Kerry Pieri talks about the aesthetic in Disco, how one of its costume designers also worked on Lolita, and how the early eighties were a great time for fashion.
The very early ’80s is very different than the rest of the 1980s, more minimal, streamlined and, in short, ’70s. But there is a decidedly preppy vibe that is imbued in the daytime looks of Alice (Sevigny) and Charlotte (Beckinsale)—think khaki A-line midi skirts, striped tops, blue blazers, chambray shirt dresses and oxford button-downs.
I guess it’s a good sign if people are coming up with ideas for articles based around a new movie, that aren’t simply reviews and interviews.

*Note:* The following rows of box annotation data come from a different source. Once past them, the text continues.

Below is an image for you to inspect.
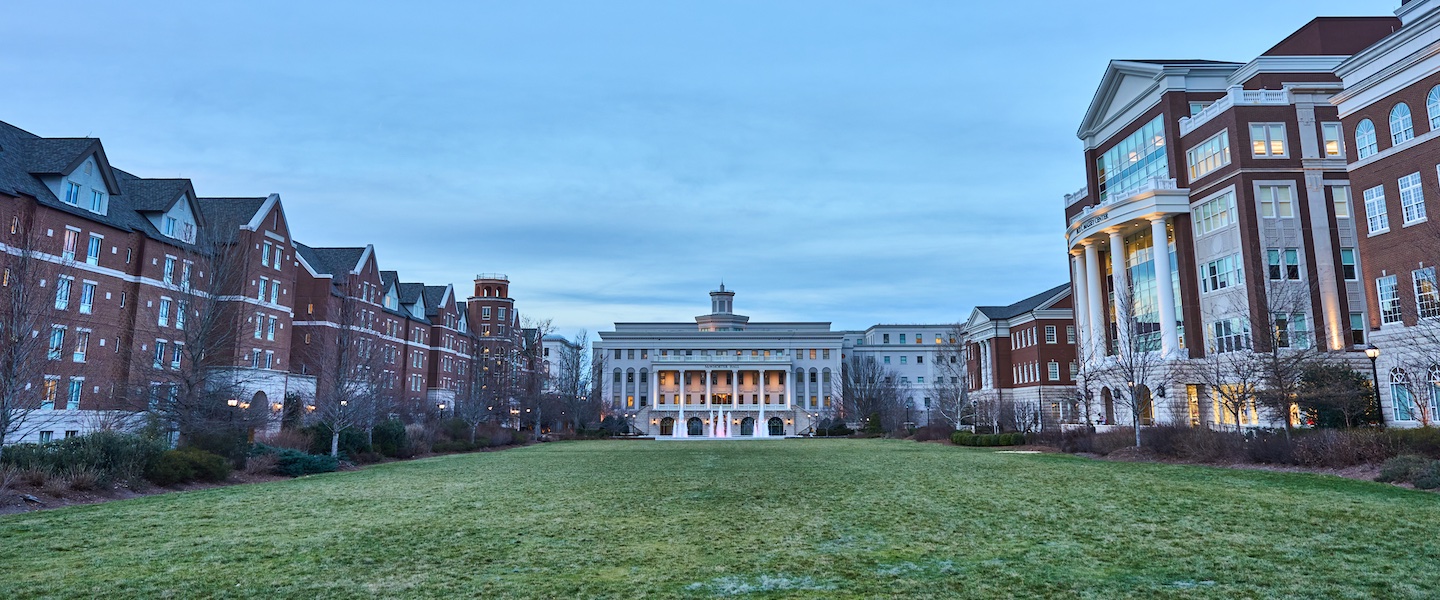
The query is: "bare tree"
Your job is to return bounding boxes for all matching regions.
[134,232,269,442]
[311,294,397,456]
[1090,278,1174,447]
[0,206,56,452]
[840,355,901,430]
[933,324,975,429]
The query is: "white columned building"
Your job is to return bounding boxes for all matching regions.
[595,285,844,437]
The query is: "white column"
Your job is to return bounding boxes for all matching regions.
[1084,242,1106,352]
[1070,250,1090,355]
[1151,216,1179,357]
[674,368,690,437]
[1110,230,1135,344]
[755,368,770,437]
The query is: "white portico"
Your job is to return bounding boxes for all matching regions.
[595,285,844,439]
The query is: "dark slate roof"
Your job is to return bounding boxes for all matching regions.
[423,285,445,317]
[0,121,204,249]
[975,283,1070,319]
[16,138,99,176]
[196,199,268,235]
[295,242,364,275]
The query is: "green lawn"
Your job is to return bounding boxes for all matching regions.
[0,440,1440,599]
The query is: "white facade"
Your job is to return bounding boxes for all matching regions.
[593,285,845,437]
[844,325,956,427]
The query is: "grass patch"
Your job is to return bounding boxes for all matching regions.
[0,440,1440,599]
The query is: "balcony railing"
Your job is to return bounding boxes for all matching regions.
[654,354,791,363]
[1070,177,1179,226]
[1179,85,1290,135]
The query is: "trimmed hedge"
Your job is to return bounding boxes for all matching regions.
[950,432,1025,446]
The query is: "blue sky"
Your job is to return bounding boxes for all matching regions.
[0,0,1400,339]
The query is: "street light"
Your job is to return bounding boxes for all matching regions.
[1365,344,1385,427]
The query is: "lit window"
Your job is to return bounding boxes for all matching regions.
[1365,186,1390,235]
[1400,173,1426,224]
[1410,266,1440,319]
[1320,122,1345,157]
[1390,102,1416,145]
[1185,129,1230,181]
[1355,119,1378,158]
[1375,275,1400,324]
[1250,122,1286,158]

Slate’s “culture blog” Browbeat has a post all about dancing in Stillman’s movies, starting with a quote from Chris Eigeman at a recent event:
Eigeman persisted. “I do think that dancing, for you,” he told Stillman, “is sort of perfect in a way, because on the one front, it’s this very codified way of genders intermixing. It’s both intimate but very, very public.”
“The other thing,” Eigeman added a moment later, “is that you look incredibly silly when you do it.”
No Stillman movie has demonstrated Eigeman’s observations more clearly than Damsels in Distress, which features drunken frat-party dancing, line dancing, tap dancing, Broadway-style dancing, and a brand new, Stillman-invented “international dance craze” known as the Sambola! (The exclamation point is part of the name. So is “international dance craze.”) But throughout his 22-year, four-film cinematic career, Stillman has repeatedly turned to dancing for its potential as a narrative allegory, as a plot device, and as a remnant of the old social order he seems to long for. And also, yes, to underscore his characters’ lovable eccentricities.
Meanwhile, Dhani Mau at the Fashionista blog has a post about the fashion of the women in Stillman’s films:
The reason why Stillman’s girls are so appealing isn’t because they’re wearing on-trend designer labels or overstyled and fashion-y, but because their looks are grounded in the reality of how girls actually want to look. At the same time there’s an easy elegance to it that is hard for us regular people to achieve.
They also have a slideshow of ten stills from Stillman’s movies and brief suggestions for how to match the looks of Chloë Sevigny, Kate Beckinsale, Greta Gerwig, et al (although it is somewhat overwhelmed by an animated ad for Avengers Assemble…).